Once, I’d felt great love for him, and he had verbalized the same for me. However, once I tried to put distance between us, he said things or allowed things to be said in our small community that were designed to discredit me.

I would meet someone new (who knew him) and be treated very coldly. He knew how much being liked meant to me, and so, this was every bit as abusive as if he had physically stuck me.

As I grew more healthy, my need to be liked lessened. I was developing confidence. By hard work and consistent, healthy behavior, I was able to win over many of the people who had once believed the insinuations and lies he had spoke or encouraged. When I found he had graduated and left the state, it was like a huge burden had been lifted.

Still, I did not feel that justice had been done. What of his small group of almost cult-like followers, who still treated me coldly or suspiciously? What of the damage he’d done to my personal and professional reputation? And worst of all, what was he doing to vulnerable others in his post graduate employment?

This relationship and its aftermath was very much like my own foray into the garden of wheat and tares. I felt that the rumors this man spread or encouraged held me back in our small, overly trusting community. I felt very much wronged.

In time, however, I saw how this man who I had once loved might see himself as the victim.

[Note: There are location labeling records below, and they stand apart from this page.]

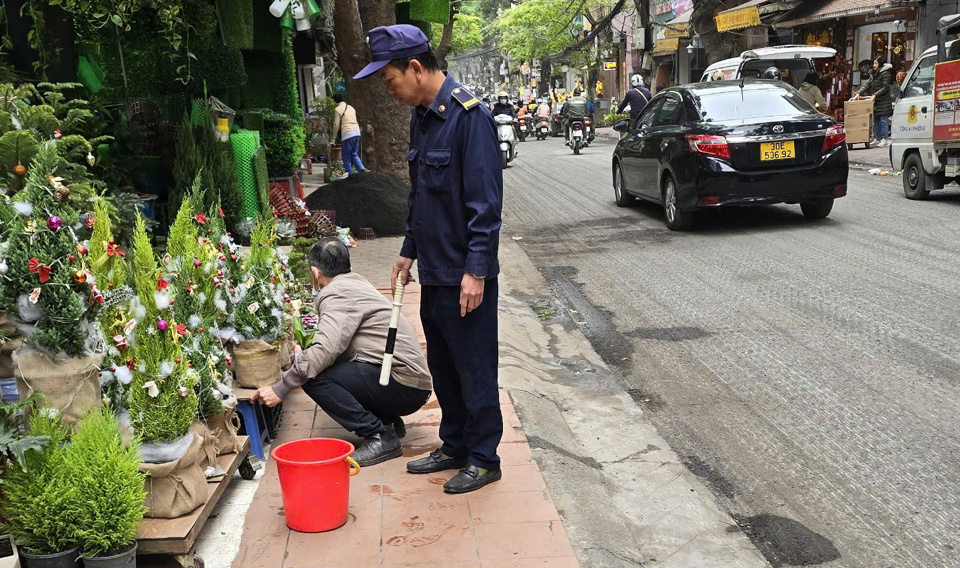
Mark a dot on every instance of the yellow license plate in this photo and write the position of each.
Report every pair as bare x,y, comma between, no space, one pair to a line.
777,151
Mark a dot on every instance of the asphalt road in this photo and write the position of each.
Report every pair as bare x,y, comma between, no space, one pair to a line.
808,371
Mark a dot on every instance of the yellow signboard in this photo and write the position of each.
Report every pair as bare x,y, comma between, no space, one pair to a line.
667,45
738,19
680,30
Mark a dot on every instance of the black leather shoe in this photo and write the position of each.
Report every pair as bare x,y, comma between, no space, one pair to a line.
435,462
378,448
399,427
470,479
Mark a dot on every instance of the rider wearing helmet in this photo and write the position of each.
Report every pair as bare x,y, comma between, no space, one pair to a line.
771,73
637,97
574,108
503,106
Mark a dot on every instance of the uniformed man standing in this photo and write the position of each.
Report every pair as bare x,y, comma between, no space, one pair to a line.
453,231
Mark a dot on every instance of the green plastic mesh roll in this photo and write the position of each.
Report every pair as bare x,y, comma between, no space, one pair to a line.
262,179
197,112
245,144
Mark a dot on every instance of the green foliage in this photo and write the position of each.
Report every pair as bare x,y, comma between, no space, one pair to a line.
64,307
41,504
259,295
187,163
537,28
236,21
284,138
13,446
467,33
110,485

Maybe to him, and those who blindly supported him, I was the tare in their garden! That weed growing wild, sucking up all the sunshine, life, nutrients and keeping them from being all they could be!

Was it possible that he or the people he influenced were asking God to pluck Laura, that nasty ‘tare,’ out of their garden? To give them vindication?

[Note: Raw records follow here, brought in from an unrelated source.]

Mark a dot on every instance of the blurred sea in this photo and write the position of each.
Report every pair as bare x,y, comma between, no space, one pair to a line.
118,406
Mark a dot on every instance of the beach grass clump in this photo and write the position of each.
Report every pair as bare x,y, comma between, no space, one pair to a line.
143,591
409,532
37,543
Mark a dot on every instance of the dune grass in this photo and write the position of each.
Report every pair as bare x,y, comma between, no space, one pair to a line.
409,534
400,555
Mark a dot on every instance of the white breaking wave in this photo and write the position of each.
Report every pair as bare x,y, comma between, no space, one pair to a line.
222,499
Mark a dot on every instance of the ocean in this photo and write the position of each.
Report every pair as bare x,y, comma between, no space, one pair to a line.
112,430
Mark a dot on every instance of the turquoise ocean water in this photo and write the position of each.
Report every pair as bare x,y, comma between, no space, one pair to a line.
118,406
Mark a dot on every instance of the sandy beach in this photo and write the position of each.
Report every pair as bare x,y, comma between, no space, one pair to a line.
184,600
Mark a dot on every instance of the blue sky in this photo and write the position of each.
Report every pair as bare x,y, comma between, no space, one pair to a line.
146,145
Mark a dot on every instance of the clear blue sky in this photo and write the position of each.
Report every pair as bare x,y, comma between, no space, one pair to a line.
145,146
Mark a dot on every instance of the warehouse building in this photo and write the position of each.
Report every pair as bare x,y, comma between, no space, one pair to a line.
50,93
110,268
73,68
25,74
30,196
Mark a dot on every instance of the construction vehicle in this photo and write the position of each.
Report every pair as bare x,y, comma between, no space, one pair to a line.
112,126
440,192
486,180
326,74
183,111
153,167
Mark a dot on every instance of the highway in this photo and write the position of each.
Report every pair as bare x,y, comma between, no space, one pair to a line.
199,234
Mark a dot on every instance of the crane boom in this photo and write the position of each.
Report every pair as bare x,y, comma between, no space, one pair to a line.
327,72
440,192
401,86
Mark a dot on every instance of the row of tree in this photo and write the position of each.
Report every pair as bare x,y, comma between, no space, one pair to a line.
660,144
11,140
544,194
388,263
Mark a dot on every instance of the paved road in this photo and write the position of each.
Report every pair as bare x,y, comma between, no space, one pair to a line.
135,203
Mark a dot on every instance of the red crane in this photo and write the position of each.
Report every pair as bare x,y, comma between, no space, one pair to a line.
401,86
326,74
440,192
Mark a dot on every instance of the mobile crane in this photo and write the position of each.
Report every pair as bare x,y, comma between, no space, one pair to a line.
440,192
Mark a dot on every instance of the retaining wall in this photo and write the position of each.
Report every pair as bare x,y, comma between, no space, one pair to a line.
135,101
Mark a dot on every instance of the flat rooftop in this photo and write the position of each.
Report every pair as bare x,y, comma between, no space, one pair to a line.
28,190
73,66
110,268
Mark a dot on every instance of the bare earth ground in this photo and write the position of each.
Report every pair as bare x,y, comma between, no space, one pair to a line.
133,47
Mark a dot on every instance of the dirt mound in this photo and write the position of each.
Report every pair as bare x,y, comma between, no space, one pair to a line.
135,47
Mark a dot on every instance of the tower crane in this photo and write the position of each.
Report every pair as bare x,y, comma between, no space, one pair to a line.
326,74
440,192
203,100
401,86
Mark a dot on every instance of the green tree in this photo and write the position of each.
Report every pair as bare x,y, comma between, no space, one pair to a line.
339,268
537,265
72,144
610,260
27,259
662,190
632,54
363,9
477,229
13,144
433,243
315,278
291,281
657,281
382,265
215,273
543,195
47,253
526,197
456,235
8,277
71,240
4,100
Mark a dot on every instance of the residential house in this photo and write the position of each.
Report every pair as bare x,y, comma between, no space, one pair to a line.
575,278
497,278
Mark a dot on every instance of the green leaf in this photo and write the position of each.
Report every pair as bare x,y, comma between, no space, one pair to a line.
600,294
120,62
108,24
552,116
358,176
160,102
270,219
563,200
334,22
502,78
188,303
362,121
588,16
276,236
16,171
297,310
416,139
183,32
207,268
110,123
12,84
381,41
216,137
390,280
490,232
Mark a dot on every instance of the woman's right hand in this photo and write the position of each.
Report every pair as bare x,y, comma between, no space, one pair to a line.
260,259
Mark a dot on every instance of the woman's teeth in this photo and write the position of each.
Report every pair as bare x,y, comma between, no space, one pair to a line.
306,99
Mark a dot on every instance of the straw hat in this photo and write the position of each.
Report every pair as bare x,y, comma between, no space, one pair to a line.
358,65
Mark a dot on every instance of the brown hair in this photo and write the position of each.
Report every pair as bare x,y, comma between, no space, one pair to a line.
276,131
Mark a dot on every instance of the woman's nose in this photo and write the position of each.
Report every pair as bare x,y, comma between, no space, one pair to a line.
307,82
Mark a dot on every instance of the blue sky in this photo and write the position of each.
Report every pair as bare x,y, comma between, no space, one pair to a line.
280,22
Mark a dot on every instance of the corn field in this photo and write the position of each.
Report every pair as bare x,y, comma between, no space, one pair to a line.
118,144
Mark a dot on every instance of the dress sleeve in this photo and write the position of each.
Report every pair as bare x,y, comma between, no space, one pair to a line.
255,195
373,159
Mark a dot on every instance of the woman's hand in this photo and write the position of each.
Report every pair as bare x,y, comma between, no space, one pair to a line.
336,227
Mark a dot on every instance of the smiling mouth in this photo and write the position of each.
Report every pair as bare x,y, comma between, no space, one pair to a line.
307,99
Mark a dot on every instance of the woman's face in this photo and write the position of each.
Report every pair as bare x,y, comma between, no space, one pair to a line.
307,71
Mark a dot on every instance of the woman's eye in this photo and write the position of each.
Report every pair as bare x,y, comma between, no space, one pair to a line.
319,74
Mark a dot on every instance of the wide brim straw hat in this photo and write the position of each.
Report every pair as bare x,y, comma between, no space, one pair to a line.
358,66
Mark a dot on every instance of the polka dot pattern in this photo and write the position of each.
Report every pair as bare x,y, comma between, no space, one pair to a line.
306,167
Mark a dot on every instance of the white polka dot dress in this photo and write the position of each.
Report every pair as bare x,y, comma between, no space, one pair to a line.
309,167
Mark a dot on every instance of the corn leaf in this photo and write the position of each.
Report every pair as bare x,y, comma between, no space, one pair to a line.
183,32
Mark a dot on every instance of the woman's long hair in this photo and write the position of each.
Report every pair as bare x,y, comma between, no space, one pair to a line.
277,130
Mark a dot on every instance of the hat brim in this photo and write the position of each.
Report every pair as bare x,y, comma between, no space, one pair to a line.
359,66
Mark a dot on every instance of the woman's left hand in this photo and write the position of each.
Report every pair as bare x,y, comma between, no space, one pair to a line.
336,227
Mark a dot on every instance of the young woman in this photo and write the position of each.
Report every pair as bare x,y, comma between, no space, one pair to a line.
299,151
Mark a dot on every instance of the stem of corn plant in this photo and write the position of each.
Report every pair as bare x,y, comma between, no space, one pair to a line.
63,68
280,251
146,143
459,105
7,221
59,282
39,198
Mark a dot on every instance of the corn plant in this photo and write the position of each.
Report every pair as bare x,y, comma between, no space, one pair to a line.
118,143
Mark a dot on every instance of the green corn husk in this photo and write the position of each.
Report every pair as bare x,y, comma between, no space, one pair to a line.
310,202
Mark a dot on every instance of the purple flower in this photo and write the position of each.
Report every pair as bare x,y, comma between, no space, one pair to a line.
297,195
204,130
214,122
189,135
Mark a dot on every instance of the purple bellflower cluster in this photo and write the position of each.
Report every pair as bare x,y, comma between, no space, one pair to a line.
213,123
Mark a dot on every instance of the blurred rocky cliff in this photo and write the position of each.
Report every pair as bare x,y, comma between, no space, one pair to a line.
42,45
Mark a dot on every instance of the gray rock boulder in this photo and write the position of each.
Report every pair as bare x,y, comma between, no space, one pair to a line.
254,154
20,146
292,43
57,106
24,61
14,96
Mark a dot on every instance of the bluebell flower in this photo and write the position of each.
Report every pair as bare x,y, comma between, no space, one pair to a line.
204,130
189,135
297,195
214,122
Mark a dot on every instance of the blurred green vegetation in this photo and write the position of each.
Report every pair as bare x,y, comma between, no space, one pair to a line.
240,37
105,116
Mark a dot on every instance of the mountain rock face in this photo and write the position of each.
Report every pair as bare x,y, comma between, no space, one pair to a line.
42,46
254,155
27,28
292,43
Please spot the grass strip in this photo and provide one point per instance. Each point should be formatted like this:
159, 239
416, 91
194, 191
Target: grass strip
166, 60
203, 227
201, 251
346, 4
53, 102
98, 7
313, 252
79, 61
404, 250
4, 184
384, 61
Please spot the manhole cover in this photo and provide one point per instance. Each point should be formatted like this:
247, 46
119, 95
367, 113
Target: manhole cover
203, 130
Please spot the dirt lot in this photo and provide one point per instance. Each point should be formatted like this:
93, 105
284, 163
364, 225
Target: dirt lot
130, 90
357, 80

If so, it would seem that God, loving us both, had to be shaking his head. Wondering when we would grow up. When would either of us learn about mercy, grace and true forgiveness?

Had He wished, God could have declared either or both of us ‘tares’ in His garden of love. He could have snatched either or both of us, roots and all out of His garden. However, the likelihood is that part of a neighboring plant, growing well, might have gotten damaged. Maybe several plants might be harmed.

And to God, that’s just not worth it.

I think God wanted us to learn to stop pointing fingers. To remember the love we had once said we had for each other. To stop playing power and control games, or responding games of victimhood. If we couldn’t be friends, then to at least learn how to coexist.

It is difficult when waiting for justice. More difficult still when the behavior of your ‘tare’ continues to hurt you, but the person in question not only gets away with it, but appears to prosper. It might be tempting to give into bitterness or even hatred.

However, I believe that God wants us to learn to extend mercy, grace and love to those who hurt us. To use discernment about the people in our lives. To leave it to God to decide what is a ‘tare’ and what is simply a plant which is not growing well.

It is not just when we grow in orderly rows with one another that education happens. Sometimes, growth happens when pain grabs our attention. Sometimes it happens when the problem people of our life make things rocky.

Such times give us the opportunity to learn about a deeper kind of love. The kind that happens when our ideals are shattered, our expectations are left barren, and our hopes are dashed.

Perhaps it is at such times, God wants us to learn, in the garden of wheat and tares, to love with Calvary love.